"Los Angeles 1996, my first show. I was 25 or 26. Not sure which I was more thrilled about, showing my first collection on the runway or meeting my fashion anti-hero, Patricia Field (before she was costume designer on ‘Sex In The City,’ back then, she was to me 100% street with the fiercest store in the world!).
During rehearsals, everyone in the show was gathered around, and I was hiding a bit behind. The organizers called out my name to introduce me, and the crowd turned as I walked to the front. Then, as if it was in slow motion, Patricia Field and her partner pivoted to see who I was and smiled—at ME!!! It was definitely a Wayne’s World, I’m-not-worthy moment!! I could have easily collapsed into her arms had I not pretended to hold it together and glide by with a nod and a smile!

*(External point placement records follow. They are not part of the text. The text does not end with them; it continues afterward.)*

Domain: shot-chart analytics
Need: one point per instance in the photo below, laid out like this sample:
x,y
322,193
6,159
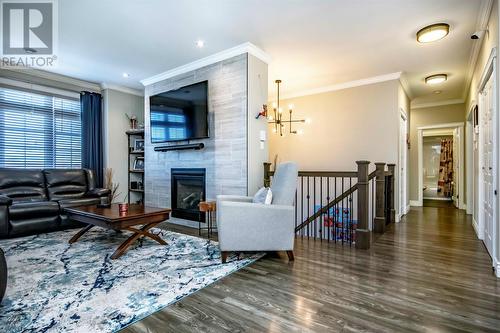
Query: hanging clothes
x,y
445,182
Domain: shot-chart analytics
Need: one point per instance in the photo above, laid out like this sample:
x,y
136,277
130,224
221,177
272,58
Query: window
x,y
39,131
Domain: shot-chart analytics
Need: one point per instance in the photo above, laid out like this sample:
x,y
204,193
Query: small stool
x,y
207,207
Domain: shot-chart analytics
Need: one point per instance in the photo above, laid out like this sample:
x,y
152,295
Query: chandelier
x,y
278,119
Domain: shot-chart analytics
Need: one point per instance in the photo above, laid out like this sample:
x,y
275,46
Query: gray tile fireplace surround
x,y
225,154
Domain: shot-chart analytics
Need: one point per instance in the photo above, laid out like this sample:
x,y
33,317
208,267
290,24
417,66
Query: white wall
x,y
257,96
360,123
116,105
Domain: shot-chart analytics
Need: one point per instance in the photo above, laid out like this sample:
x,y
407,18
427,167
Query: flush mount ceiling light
x,y
433,32
436,79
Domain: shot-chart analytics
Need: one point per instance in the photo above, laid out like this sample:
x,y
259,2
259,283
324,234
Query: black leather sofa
x,y
33,201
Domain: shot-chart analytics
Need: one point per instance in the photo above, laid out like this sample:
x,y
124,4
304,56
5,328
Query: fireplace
x,y
188,189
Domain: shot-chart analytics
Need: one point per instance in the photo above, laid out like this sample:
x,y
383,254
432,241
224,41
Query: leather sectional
x,y
33,201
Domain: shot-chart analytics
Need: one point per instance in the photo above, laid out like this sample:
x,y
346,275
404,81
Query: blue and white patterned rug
x,y
57,287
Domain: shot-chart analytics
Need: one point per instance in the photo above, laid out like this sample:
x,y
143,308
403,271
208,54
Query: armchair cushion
x,y
98,192
245,226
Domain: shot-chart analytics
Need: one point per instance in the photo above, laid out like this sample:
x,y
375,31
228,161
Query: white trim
x,y
123,89
487,69
420,164
437,199
476,228
482,24
214,58
446,125
440,103
37,87
345,85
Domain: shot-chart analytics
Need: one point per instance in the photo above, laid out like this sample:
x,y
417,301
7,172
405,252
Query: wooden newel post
x,y
392,170
267,176
363,235
379,218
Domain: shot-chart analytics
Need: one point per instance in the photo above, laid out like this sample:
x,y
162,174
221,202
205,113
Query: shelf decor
x,y
278,120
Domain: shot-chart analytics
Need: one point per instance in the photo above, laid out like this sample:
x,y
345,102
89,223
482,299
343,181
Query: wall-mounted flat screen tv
x,y
180,114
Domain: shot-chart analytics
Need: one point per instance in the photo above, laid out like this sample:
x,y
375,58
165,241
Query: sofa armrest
x,y
246,226
98,192
234,198
5,200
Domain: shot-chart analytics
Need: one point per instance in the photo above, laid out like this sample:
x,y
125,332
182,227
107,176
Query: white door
x,y
487,142
402,163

Earlier that year, fresh out of university, I gathered my collection, squeezed it in an oversized suitcase along with some lookbook shots, and took a Greyhound bus or some other unglamorous mode of transport from Toronto and headed to New York City. I was alone, I knew no one, I had no contacts, I had no business mentors and I had no money. All I knew was that it wasn’t 25-year-old me pulling that enormous, leaded suitcase over the cobblestone streets of SoHo; it was eight-year-old me, determined to realize my childhood dream.
I remember thinking to myself as I marched down those crowded streets, I’m doing this—I’M DOING THIS! EVERYONE, OUT OF MY WAY!! I think I more or less walked into stores and just winged it. Sometimes, you just have to wing it when you don’t have a clue what you’re doing.
The one thing I did know was that I had to forget I was a petite, 5’1 biracial woman from a small, isolated Canadian town with a boring background who was painfully shy. That was definitely not going to fly in the fashion world. So I pretended I was someone else and acted like I was 10 feet tall. And it miraculously seemed to work (!!).
Every remotely interesting clothing shop I came across I seized. And if the buyer wasn’t around, I waited or returned and wrote orders. It was then that I threw myself straight into the fire and started learning hands-on the fashion business and international apparel trade shows. Particularly the shows at the Javitz Center in New York City. Those shows changed my life.
Profile pic of me up top was taken that year for some music/fashion mag in Los Angeles. I don’t remember the name, but I do remember being slightly concerned during prep as the stylist was coming at me with that tin foil thing as I sat trapped in the hair and makeup chair! Got to love the 90s."